For those of you unfamiliar with Twitter’s verification methods, if the account is deemed to belong to a government official, celebrity or a generally well known person, a blue check mark will appear next to their name – indicating that the account your perusing indeed belongs to that same person.

Now, Twitter is set to begin removing check marks from verified users who refuse to pay for the platform’s subscription service, one of the biggest changes to the company’s core product since billionaire Elon Musk bought it.

“It’s an information integrity nightmare,” said Jessica Brandt, the policy director for the Brookings Institution’s artificial intelligence and emerging technology initiative. “Blue check marks were originally intended to be signals of information quality and putting them up for sale is a pretty quick way to destroy that functionality.”

Twitter hasn’t released official numbers on how many verified users have paid for the service, but there are indications that not many are.

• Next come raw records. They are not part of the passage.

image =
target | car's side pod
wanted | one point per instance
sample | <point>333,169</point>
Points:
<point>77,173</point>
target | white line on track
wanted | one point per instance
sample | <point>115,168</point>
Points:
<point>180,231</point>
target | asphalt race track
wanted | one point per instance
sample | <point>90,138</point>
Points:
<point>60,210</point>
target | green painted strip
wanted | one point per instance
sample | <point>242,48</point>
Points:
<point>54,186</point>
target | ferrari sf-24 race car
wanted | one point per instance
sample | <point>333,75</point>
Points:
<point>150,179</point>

Travis Brown, a programmer and former Twitter employee who tracks activity on the site through a grant from Germany’s nonprofit Open Knowledge Foundation, has written programming code to track paid accounts. As of last Sunday, he said he found fewer than 8,000 legacy accounts had started paying for the service.

The disappearing checkmark is not only a hassle for already established and legitimate accounts, this change might bring a new wave of false information and false identify accounts trying to suede the public. Without an official marker of identity verification, anybody can pose to be anybody, creating a dangerous downward slop and fertile ground for cyber criminals to interject public life.